Par Mamadou Sèye
Au Sénégal, il est des dossiers qui dépassent les clivages politiques. Le foncier en fait incontestablement partie. Derrière chaque hectare de terre se jouent des questions de souveraineté, de justice sociale, de développement économique, de sécurité alimentaire et, parfois, de paix civile.
Lorsque les nouvelles autorités avaient décidé de suspendre les opérations sur plusieurs zones sensibles, le pays avait compris le sens de cette décision. Il ne s’agissait pas de bloquer durablement les investissements, mais de marquer une pause afin d’examiner des pratiques qui, pendant des années, avaient alimenté les soupçons de favoritisme, de spéculation et d’appropriation irrégulière du domaine national.
Cette décision avait suscité un immense espoir.
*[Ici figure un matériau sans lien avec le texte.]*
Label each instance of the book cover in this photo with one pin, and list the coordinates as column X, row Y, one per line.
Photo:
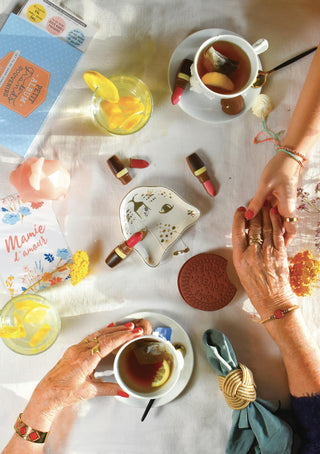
column 34, row 67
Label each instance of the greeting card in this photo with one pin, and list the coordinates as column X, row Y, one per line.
column 31, row 246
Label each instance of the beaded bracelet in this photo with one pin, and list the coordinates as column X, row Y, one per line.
column 279, row 313
column 28, row 433
column 293, row 154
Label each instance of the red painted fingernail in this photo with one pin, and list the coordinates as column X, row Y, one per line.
column 249, row 214
column 129, row 325
column 122, row 394
column 137, row 330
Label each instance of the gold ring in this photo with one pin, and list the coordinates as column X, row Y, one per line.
column 96, row 349
column 255, row 239
column 291, row 219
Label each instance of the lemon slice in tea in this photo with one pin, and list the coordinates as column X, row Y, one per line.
column 39, row 335
column 105, row 88
column 35, row 315
column 162, row 375
column 12, row 332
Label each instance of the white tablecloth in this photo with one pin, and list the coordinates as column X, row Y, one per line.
column 138, row 37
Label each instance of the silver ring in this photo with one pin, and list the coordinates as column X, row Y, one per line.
column 255, row 239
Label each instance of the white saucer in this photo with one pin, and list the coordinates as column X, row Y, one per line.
column 178, row 336
column 194, row 104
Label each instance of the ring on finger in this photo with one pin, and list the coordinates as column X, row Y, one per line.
column 93, row 339
column 255, row 239
column 294, row 219
column 96, row 349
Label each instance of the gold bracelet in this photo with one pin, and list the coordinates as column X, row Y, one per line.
column 279, row 313
column 28, row 433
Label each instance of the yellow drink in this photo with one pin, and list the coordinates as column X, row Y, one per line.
column 31, row 323
column 130, row 113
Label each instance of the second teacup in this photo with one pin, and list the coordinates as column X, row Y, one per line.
column 148, row 367
column 226, row 65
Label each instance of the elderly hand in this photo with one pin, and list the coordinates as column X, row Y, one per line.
column 262, row 268
column 278, row 185
column 72, row 379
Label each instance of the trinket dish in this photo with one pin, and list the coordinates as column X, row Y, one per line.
column 162, row 212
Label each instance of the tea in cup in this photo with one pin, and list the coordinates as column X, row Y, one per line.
column 148, row 367
column 226, row 65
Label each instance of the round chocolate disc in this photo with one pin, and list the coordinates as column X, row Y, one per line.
column 204, row 284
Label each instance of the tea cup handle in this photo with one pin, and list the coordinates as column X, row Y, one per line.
column 260, row 46
column 180, row 359
column 104, row 373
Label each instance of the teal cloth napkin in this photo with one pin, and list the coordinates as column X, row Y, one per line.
column 255, row 429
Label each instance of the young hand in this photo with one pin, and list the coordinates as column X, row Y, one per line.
column 278, row 185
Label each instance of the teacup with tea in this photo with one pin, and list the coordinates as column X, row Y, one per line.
column 226, row 65
column 148, row 367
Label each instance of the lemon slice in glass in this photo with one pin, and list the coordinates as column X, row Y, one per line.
column 162, row 375
column 12, row 332
column 105, row 89
column 35, row 315
column 39, row 335
column 27, row 305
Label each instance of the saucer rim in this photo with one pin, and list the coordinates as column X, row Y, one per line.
column 179, row 332
column 174, row 66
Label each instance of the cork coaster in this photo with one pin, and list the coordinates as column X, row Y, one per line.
column 204, row 284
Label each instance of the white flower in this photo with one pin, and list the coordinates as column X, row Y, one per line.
column 262, row 106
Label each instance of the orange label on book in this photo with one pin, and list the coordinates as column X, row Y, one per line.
column 23, row 85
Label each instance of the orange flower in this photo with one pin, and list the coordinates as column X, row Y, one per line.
column 304, row 272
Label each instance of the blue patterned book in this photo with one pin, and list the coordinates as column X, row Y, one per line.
column 34, row 67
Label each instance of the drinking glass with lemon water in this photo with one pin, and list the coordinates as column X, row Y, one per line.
column 29, row 324
column 121, row 104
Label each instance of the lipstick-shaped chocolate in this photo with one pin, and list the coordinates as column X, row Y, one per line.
column 182, row 79
column 124, row 249
column 199, row 170
column 119, row 169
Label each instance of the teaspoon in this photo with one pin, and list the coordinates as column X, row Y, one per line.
column 262, row 76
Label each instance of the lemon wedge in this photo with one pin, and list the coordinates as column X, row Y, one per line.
column 162, row 375
column 27, row 305
column 39, row 335
column 17, row 320
column 220, row 80
column 35, row 315
column 12, row 332
column 106, row 89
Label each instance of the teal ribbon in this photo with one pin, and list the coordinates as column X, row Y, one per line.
column 255, row 429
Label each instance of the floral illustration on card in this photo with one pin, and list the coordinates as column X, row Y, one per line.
column 33, row 252
column 309, row 203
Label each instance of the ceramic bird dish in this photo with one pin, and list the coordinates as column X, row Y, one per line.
column 162, row 213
Pour la première fois, beaucoup pensaient que toute la lumière serait faite sur l’une des questions les plus sensibles de notre histoire administrative.
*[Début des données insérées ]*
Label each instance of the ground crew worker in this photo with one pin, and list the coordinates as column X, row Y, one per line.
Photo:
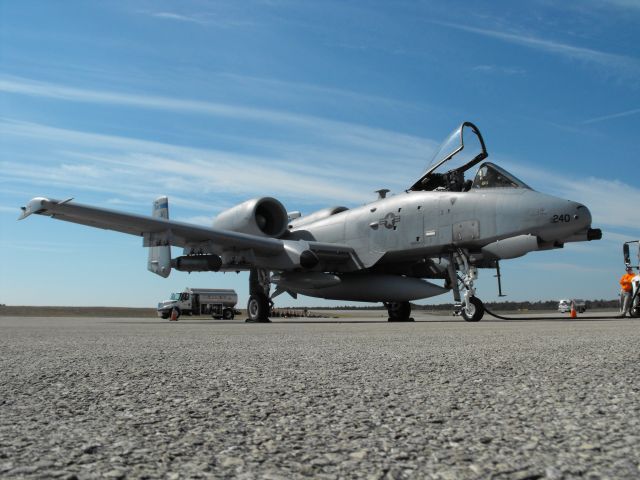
column 625, row 291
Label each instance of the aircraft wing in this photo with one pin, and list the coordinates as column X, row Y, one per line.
column 183, row 234
column 177, row 233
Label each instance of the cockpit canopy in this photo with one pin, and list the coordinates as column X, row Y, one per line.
column 463, row 149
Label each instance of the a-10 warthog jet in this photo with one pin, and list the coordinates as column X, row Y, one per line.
column 442, row 227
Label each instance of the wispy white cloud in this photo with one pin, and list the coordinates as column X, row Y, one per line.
column 362, row 137
column 567, row 267
column 128, row 167
column 497, row 69
column 619, row 64
column 178, row 17
column 612, row 116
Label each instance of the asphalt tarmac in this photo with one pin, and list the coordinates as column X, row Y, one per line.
column 355, row 398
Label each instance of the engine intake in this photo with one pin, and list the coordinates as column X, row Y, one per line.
column 264, row 216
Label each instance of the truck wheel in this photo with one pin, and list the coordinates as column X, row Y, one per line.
column 473, row 311
column 258, row 309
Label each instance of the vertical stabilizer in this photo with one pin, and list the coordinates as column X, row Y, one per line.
column 160, row 256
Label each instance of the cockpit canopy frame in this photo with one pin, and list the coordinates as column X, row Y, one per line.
column 452, row 179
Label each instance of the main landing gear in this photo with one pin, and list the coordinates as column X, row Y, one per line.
column 259, row 305
column 468, row 305
column 399, row 311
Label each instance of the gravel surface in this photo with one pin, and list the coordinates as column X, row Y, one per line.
column 445, row 399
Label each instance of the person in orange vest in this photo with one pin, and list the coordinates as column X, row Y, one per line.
column 625, row 291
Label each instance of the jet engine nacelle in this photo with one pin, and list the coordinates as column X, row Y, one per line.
column 264, row 216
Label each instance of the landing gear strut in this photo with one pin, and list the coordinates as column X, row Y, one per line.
column 399, row 311
column 259, row 305
column 469, row 306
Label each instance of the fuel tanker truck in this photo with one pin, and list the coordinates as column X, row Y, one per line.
column 219, row 303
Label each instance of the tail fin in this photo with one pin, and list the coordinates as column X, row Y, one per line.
column 160, row 256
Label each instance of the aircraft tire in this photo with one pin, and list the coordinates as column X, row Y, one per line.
column 399, row 311
column 473, row 312
column 258, row 309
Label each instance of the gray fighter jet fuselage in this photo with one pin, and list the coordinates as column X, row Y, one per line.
column 443, row 227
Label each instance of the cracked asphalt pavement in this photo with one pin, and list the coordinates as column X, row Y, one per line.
column 439, row 398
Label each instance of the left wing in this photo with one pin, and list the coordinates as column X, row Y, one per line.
column 264, row 252
column 178, row 233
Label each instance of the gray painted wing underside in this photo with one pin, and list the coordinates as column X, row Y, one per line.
column 181, row 234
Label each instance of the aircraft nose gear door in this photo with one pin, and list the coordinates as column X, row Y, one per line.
column 471, row 307
column 259, row 305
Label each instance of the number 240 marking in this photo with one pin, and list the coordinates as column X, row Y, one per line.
column 561, row 218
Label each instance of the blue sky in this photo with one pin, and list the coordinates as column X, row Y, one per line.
column 315, row 103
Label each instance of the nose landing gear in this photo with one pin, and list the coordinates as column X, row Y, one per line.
column 469, row 306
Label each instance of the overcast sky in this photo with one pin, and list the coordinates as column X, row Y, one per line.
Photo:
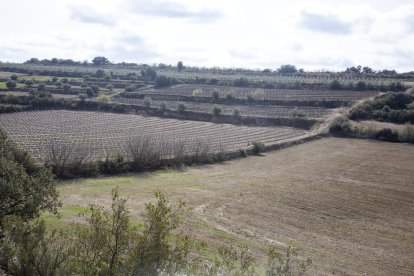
column 312, row 34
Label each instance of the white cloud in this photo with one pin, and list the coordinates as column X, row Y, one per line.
column 233, row 33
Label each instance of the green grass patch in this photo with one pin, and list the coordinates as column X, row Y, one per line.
column 3, row 85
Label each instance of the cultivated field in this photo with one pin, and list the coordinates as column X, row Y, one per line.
column 264, row 94
column 96, row 134
column 347, row 204
column 270, row 111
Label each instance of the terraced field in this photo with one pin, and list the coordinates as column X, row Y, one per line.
column 265, row 94
column 270, row 111
column 96, row 134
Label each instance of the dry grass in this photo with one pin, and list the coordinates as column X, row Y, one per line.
column 348, row 204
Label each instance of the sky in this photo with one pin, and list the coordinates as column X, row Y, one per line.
column 259, row 34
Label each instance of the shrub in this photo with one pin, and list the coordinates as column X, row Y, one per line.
column 216, row 110
column 113, row 165
column 340, row 125
column 147, row 101
column 197, row 92
column 250, row 98
column 361, row 86
column 11, row 84
column 407, row 134
column 130, row 88
column 258, row 147
column 164, row 81
column 103, row 98
column 10, row 97
column 241, row 82
column 26, row 189
column 259, row 94
column 229, row 96
column 89, row 92
column 181, row 108
column 215, row 94
column 335, row 85
column 82, row 96
column 66, row 87
column 95, row 88
column 110, row 87
column 387, row 134
column 163, row 108
column 41, row 87
column 296, row 113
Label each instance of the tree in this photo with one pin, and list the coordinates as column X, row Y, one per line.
column 335, row 85
column 367, row 70
column 180, row 66
column 164, row 81
column 41, row 87
column 216, row 110
column 89, row 92
column 361, row 86
column 100, row 73
column 25, row 189
column 149, row 74
column 11, row 84
column 181, row 108
column 100, row 61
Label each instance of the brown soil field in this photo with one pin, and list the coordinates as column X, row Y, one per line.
column 346, row 203
column 380, row 125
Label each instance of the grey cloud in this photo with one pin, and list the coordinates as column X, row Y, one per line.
column 132, row 48
column 241, row 54
column 324, row 24
column 86, row 15
column 173, row 10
Aujourd’hui, la suspension est levée.
C’est une décision qui peut parfaitement se comprendre si les enquêtes sont arrivées à leur terme et si l’Etat estime que les conditions sont réunies pour relancer les activités économiques. Un pays ne peut vivre éternellement sous le régime de l’exception.
Mais une interrogation demeure, et elle est légitime : où sont les conclusions de l’audit ?
Car la force d’un audit ne réside pas dans son annonce. Elle réside dans sa capacité à établir les faits, à distinguer les situations régulières des irrégularités, à identifier les responsabilités et à permettre à la puissance publique de prendre des décisions en toute transparence.
Sans cette étape essentielle, le doute s’installe.
Les citoyens ignorent encore l’ampleur réelle des irrégularités constatées. Ils ne savent pas combien de titres ont été validés, combien d’attributions ont été remises en cause, quelles superficies pourraient réintégrer le patrimoine de l’Etat ni quelles suites administratives ou judiciaires seront données aux éventuelles fautes relevées.
Or, dans une démocratie moderne, la transparence n’est pas un supplément de communication. Elle constitue l’une des principales sources de légitimité de l’action publique.
L’histoire politique enseigne que les grandes crises foncières naissent rarement de la rareté des terres. Elles naissent surtout du sentiment d’injustice. Lorsque les règles paraissent différentes selon les individus, lorsque certains semblent bénéficier de privilèges inaccessibles au plus grand nombre, la confiance dans les institutions s’érode progressivement.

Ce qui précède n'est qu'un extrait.